We land in Juba and I find out that the country has no electrical grid outside of the capital, and no running water anywhere. Seems reasonable that internet wouldn’t exist beyond the equivalent of some dial-up speeds, and yet our hotel has Wi-Fi and I notice Dropbox still working away on transferring SolidWorks.
5 Days remaining.
With the already frequent power outages, it is doubtful this will work, but “hope springs eternal” after all, and I let it keep working.
Two days later we leave and the download still has several gigabytes to go. It was a decent effort, but SolidWorks wasn’t meant to be. At least we tried.
We arrive in Wau and to my surprise, the hotel, yet again, has its own, relatively stable internet connection! ... 3 days of downloading left, yet we only have two until we go to the field. The next day we will be leaving Wau and going 60 miles into the bush to prototype new parts for Water for South Sudan’s drilling team. Surely this is my last chance... so I turn off my phone and eliminate all other uses of bandwidth, willing with all that I can for the download to be faster.

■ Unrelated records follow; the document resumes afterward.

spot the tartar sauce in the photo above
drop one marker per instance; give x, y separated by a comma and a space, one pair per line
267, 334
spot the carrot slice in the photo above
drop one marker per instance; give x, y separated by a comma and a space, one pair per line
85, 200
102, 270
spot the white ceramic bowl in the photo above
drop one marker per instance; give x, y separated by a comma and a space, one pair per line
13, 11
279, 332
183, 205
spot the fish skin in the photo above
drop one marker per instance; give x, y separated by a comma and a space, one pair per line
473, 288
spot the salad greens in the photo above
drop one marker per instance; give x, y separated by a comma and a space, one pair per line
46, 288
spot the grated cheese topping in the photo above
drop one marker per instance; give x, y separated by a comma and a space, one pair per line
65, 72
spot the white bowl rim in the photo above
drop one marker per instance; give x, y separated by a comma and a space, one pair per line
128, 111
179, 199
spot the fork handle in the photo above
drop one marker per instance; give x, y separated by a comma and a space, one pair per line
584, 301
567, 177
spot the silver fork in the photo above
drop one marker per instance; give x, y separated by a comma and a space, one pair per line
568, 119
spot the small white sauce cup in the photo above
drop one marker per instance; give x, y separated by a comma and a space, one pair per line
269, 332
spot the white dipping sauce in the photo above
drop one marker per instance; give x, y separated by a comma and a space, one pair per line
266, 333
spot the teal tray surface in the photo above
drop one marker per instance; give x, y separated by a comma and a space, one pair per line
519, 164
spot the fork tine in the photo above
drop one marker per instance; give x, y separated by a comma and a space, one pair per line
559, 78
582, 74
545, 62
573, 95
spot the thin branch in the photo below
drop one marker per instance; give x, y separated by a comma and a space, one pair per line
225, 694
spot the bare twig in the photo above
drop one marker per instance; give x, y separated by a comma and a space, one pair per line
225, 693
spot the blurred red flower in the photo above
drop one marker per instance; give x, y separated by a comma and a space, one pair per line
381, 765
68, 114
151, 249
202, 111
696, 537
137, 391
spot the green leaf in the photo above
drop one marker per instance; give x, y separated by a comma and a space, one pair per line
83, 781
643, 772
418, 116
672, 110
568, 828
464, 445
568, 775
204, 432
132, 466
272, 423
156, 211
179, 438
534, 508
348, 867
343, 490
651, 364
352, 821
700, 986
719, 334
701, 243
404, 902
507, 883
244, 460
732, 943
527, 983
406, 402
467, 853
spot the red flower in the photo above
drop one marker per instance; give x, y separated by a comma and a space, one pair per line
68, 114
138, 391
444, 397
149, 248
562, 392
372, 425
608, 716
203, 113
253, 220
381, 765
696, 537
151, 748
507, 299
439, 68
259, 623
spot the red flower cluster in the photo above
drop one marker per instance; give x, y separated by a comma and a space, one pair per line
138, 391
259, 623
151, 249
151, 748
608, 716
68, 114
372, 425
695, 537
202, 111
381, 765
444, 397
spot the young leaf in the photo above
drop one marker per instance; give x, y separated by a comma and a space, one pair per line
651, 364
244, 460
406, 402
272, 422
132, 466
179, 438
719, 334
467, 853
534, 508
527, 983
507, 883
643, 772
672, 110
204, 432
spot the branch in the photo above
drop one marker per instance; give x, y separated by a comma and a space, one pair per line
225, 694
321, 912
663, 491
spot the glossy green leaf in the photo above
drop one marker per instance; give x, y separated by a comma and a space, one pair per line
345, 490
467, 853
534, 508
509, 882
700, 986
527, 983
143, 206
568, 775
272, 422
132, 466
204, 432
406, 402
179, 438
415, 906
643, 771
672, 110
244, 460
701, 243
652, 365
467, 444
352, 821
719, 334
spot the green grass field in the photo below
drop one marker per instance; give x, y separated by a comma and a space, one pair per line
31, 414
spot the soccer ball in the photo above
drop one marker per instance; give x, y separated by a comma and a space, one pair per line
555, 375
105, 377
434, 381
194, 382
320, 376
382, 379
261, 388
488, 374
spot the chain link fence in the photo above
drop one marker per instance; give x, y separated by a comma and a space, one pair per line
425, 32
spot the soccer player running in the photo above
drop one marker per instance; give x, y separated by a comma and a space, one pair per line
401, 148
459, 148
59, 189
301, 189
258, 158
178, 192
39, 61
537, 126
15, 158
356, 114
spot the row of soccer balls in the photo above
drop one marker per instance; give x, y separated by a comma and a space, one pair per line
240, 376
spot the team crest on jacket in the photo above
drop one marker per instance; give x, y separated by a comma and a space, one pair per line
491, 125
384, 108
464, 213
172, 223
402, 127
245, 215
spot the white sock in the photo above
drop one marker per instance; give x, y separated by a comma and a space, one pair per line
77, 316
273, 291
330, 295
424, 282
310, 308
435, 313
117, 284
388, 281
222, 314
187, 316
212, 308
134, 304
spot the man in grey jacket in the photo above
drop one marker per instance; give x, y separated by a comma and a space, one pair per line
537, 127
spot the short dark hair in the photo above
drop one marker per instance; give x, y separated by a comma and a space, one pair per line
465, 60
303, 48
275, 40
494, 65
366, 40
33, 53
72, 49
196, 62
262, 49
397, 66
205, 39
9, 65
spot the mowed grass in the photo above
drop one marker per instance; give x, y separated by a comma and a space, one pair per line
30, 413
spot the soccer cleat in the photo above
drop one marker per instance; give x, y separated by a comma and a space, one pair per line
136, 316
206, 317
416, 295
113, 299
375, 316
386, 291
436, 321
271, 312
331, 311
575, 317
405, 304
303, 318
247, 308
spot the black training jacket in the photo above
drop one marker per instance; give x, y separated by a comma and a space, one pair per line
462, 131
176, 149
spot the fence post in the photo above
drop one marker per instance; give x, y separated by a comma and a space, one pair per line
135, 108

It is the next morning and we are leaving the hotel in Wau within a few minutes. The download is within megabytes! I pause the download as the power temporarily flickers, and all of a sudden, the Dropbox is empty.
Where did it go?
Its no longer in my Dropbox folder!
4 days of this and it’s all gone.
With great devastation, I resign myself (for the third time) to the fate of using lesser software.
It is at this moment, when all hope is lost, that the files reappear and it informs me that SolidWorks is downloaded and ready to install! With great pride, I reflect upon the fact that I may have been the first person to have downloaded SolidWorks in Wau, South Sudan.